Kitchen
Book | Banana Yoshimoto By Tracy O’NeillTwo stories about two sets of mourners don’t quite make for one novel.
One of the most prolific Japanese novelists alive today, Banana Yoshimoto became a literary superstar in 1988 with the publication of her first novel, Kitchen. Divided into two sections, Kitchen first tells the story of a young woman named Mikage, left alone in the world by the death of her parents and grandparents. Suddenly homeless, she's taken in by Yuichi, a flower shop boy, who lives with his transvestite mother. The three make an unlikely but happy set, until Mikage's surrogate mother is beaten to death.

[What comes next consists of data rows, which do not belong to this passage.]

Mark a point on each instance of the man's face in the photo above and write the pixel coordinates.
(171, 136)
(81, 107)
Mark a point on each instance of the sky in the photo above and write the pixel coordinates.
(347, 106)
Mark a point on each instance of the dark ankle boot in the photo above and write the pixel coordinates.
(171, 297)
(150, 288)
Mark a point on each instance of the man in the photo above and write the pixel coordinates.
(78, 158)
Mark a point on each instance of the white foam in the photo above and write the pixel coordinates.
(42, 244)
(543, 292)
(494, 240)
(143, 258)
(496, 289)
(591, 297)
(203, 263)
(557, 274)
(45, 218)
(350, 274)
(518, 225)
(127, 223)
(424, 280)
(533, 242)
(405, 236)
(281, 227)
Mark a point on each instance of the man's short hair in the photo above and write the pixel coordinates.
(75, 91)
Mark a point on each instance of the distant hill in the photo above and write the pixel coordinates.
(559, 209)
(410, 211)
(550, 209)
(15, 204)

Yoshimoto finishes their story by leaving Yuichi and Mikage to mourn and console themselves with food and drink. The second section tells the story of a young woman named Satsuki and her boyfriend's brother Hiiragi, who have both lost their significant others. To help themselves cope, Hiiragi takes to wearing his girlfriend's dresses, while Satsuki becomes ascetically thin, and neither can much alleviate the other's pain. The two stories of Kitchen borrow motifs and themes from each other, yet they don't comfortably or naturally fit together. The first section feels disappointingly unresolved while in the second, Yoshimoto's otherwise clean, compassionate prose gets bogged down with excessive exposition. The gestures of grief are familiar, but Yoshimoto overdetermines the emotional signifiers, leaving little mystery remaining of the process that is mourning.